Revealing Geometry of Neuronal Population Dynamics Using Cortex-wide Volumetric Recording of Neuroactivity at Cellular Resolution

  • This event already took place in November 2023
  • Carson Family Auditorium (CRC)

Event Details

Type
Monday Lecture Series
Speaker(s)
Alipasha Vaziri, Ph.D., professor and head, Laboratory of Neurotechnology and Biophysics, The Rockefeller University
Speaker bio(s)

Understanding how sensory information is represented, processed, and leads to generation of complex behavior is the major goal of systems neuroscience. However, the ability to detect and manipulate such large-scale functional circuits has been hampered by the lack of appropriate tools and methods that allow parallel and spatiotemporally specific manipulation of neuronal population activity while capturing the dynamic activity of the entire network at high spatial and temporal resolutions. The Vaziri lab has consistently pushed the limits on speed, volume size, and depth at which neuronal population activity can be optically recorded at cellular resolution. Amongst others have demonstrated whole-brain recording of neuroactivity at cellular resolution in small model systems as well as more recently near-simultaneous recording from over 1 million neurons distributed across both hemispheres and different layers of the mouse cortex at cellular resolution.

While our capability to record from ever increasing number of neurons has increased over the years the widespread application of dimensionality reduction tools implies that neural dynamics can be approximated by low-dimensional “latent” signals reflecting neural computations. However, what would be the biological utility of such a redundant encoding scheme, and what is the appropriate resolution and scale of recording to understand brain function? Imaging neural activity at cellular resolution and near-simultaneously across mouse cortex, the Vaziri lab has recently found unbounded scaling of dimensionality of neuronal population activity with neuron number in populations sizes of up to one million neurons. The data suggests that while half of the neural variance is contained within about sixteen dimensions that are correlated with behavior, the majority of the reliable dimensions which collectively account for the other half of total neuronal variance do not have any immediate behavioral or sensory correlates. The activity patterns underlying these higher dimensions are fine-grained and cortex-wide, highlighting that large-scale, cellular-resolution recording is required to uncover the full substrates of neuronal computations.

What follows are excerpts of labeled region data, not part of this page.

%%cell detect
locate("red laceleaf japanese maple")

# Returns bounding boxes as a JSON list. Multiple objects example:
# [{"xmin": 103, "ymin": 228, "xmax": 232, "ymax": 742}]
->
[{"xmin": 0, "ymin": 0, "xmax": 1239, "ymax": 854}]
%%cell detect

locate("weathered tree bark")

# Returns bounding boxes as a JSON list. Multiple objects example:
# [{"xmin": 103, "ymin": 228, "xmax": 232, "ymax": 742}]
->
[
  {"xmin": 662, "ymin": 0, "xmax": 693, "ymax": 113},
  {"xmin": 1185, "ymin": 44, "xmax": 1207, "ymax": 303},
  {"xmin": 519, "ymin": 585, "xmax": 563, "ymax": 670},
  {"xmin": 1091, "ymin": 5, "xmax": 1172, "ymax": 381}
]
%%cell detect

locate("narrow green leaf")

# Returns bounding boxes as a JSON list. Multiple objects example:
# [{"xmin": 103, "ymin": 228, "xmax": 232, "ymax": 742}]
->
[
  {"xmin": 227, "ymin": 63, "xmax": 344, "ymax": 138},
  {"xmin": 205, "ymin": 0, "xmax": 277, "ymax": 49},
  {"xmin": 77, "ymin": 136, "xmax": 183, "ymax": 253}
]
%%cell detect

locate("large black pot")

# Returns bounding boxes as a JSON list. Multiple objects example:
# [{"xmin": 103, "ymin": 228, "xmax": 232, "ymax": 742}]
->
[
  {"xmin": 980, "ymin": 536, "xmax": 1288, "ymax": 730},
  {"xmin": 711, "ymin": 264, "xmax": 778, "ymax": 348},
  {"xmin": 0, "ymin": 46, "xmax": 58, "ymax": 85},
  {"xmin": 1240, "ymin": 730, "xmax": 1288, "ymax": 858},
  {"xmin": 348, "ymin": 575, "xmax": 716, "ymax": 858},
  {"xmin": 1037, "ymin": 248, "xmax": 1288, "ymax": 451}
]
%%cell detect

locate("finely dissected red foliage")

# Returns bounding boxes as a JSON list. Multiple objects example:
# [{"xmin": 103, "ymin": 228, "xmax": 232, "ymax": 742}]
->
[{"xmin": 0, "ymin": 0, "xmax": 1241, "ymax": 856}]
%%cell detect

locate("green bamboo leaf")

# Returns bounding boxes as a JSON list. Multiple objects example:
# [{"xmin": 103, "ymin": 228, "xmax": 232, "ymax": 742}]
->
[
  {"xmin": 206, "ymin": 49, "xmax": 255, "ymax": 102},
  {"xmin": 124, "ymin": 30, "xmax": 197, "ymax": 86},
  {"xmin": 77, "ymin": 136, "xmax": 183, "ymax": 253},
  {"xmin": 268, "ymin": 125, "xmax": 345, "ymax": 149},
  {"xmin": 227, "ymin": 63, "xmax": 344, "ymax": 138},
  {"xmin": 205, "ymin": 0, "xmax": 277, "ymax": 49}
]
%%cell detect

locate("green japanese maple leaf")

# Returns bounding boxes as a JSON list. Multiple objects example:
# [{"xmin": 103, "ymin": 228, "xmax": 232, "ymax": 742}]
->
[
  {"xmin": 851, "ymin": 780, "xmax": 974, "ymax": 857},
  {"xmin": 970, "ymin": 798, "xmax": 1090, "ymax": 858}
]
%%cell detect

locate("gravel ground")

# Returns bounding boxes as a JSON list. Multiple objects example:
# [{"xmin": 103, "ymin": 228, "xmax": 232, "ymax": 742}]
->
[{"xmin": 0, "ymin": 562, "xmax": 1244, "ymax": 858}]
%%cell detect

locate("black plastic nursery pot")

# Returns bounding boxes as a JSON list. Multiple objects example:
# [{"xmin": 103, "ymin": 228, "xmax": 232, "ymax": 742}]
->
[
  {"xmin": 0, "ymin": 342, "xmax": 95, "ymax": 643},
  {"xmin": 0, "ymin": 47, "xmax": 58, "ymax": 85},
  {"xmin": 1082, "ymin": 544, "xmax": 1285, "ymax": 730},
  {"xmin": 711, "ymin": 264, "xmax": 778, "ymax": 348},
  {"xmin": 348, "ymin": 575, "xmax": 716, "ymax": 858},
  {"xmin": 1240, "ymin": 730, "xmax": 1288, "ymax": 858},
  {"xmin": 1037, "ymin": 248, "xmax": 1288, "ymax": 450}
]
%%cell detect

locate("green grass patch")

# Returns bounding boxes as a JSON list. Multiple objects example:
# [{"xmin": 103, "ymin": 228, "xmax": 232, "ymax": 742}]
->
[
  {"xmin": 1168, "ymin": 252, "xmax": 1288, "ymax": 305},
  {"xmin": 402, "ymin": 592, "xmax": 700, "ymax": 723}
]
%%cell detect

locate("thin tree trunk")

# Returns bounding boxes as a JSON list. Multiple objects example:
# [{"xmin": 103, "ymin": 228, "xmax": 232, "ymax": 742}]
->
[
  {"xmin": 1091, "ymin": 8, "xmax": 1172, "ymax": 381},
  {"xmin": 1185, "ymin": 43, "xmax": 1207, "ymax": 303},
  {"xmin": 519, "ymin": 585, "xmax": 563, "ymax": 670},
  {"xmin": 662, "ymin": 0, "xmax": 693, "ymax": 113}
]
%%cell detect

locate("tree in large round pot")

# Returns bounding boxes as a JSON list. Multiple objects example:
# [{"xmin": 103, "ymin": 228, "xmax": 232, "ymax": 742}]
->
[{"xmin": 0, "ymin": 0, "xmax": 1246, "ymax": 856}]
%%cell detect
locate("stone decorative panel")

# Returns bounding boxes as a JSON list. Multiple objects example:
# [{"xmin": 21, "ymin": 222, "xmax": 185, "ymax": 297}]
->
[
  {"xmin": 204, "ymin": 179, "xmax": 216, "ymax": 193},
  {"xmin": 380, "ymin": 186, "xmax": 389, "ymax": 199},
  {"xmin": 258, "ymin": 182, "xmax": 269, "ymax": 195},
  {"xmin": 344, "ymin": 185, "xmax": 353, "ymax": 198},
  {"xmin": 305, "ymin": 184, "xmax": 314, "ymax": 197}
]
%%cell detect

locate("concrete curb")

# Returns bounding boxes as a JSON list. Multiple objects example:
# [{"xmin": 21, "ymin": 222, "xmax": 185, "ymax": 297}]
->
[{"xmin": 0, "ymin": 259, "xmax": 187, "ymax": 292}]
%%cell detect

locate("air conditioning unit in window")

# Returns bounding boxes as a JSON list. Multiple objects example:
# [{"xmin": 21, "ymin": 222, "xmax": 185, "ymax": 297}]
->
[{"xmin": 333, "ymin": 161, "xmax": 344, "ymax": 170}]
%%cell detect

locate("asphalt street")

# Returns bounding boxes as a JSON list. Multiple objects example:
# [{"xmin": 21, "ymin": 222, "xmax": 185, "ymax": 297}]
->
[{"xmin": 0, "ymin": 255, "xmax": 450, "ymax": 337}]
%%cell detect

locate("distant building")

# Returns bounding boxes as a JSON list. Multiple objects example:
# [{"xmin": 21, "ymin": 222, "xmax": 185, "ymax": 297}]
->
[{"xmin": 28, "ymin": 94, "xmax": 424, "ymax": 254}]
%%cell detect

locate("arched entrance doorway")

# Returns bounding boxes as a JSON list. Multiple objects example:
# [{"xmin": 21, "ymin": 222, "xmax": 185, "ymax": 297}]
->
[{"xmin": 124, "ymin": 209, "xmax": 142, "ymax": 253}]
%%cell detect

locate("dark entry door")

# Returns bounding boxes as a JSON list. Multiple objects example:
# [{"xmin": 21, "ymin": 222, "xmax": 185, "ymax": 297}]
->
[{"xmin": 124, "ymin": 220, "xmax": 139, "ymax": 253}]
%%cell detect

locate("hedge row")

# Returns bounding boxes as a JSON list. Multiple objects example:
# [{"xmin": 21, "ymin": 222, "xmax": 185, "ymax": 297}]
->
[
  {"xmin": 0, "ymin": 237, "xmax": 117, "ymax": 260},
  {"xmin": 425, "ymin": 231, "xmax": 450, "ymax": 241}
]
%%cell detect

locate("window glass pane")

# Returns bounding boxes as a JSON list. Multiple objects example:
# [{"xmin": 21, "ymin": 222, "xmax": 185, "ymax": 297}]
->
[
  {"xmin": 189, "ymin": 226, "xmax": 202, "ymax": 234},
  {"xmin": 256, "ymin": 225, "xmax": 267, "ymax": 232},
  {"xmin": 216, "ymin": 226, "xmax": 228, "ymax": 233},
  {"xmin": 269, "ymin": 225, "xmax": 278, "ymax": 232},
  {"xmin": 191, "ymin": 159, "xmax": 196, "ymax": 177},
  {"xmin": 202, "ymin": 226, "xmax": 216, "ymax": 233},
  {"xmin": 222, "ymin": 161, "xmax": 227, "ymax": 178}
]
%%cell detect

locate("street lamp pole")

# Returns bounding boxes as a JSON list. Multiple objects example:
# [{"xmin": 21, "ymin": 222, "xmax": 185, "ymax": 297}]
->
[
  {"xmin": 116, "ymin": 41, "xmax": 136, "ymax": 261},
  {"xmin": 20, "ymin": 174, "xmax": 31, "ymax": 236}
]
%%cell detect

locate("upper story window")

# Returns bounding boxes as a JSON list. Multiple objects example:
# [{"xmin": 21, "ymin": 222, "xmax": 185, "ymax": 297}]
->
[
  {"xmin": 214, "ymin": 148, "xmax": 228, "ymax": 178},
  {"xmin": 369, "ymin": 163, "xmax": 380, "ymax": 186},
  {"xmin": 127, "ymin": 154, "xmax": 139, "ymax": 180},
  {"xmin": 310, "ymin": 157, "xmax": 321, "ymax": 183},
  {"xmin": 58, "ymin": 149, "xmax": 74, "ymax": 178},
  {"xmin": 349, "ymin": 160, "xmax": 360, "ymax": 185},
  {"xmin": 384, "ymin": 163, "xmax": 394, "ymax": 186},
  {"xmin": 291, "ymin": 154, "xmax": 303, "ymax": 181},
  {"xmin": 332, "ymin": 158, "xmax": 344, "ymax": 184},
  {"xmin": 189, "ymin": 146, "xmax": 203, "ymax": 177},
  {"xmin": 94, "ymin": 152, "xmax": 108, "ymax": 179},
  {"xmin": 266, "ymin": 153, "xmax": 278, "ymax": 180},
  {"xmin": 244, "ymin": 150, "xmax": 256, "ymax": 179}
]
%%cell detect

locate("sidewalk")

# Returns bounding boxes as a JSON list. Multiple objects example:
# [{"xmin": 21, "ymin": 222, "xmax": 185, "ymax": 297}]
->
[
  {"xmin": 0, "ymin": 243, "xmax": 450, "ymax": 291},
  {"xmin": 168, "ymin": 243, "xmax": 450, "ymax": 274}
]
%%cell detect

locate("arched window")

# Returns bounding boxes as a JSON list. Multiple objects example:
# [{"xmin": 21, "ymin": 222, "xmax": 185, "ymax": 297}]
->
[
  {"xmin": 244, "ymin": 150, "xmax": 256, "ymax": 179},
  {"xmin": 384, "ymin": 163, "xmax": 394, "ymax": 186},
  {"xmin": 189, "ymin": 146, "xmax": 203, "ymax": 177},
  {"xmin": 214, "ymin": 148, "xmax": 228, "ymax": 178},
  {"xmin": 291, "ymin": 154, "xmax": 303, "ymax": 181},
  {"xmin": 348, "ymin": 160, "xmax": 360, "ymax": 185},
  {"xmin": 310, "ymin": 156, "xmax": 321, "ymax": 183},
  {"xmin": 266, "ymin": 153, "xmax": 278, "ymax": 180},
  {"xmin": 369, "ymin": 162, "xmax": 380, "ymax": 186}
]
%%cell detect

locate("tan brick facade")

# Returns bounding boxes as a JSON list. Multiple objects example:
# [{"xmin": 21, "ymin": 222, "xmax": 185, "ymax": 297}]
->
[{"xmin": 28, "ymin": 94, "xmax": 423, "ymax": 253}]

Alipasha Vaziri earned his Ph.D. from the University of Vienna in quantum optics, then conducted his postdoctoral work at the U.S. National Institutes of Standards and Technology. While a research specialist at HHMI’s Janelia Research Campus, he developed an interest in neuroscience and focused on the development of new high-resolution microscopy, and later on optogenetic techniques. He then joined the University of Vienna in Austria, where he became a group leader at the Research Institute for Molecular Pathology and associate professor and director of the inter-departmental research platform for Quantum Phenomena and Nanoscale Biological Systems. He joined the faculty of The Rockefeller University in 2015 as an associate professor and was named professor in 2020. In 2016 he became associate director of Rockefeller’s Kavli Neural Systems Institute. Vaziri has received the Prize of the City of Vienna and was named a Fellow Member of Optica, among other honors.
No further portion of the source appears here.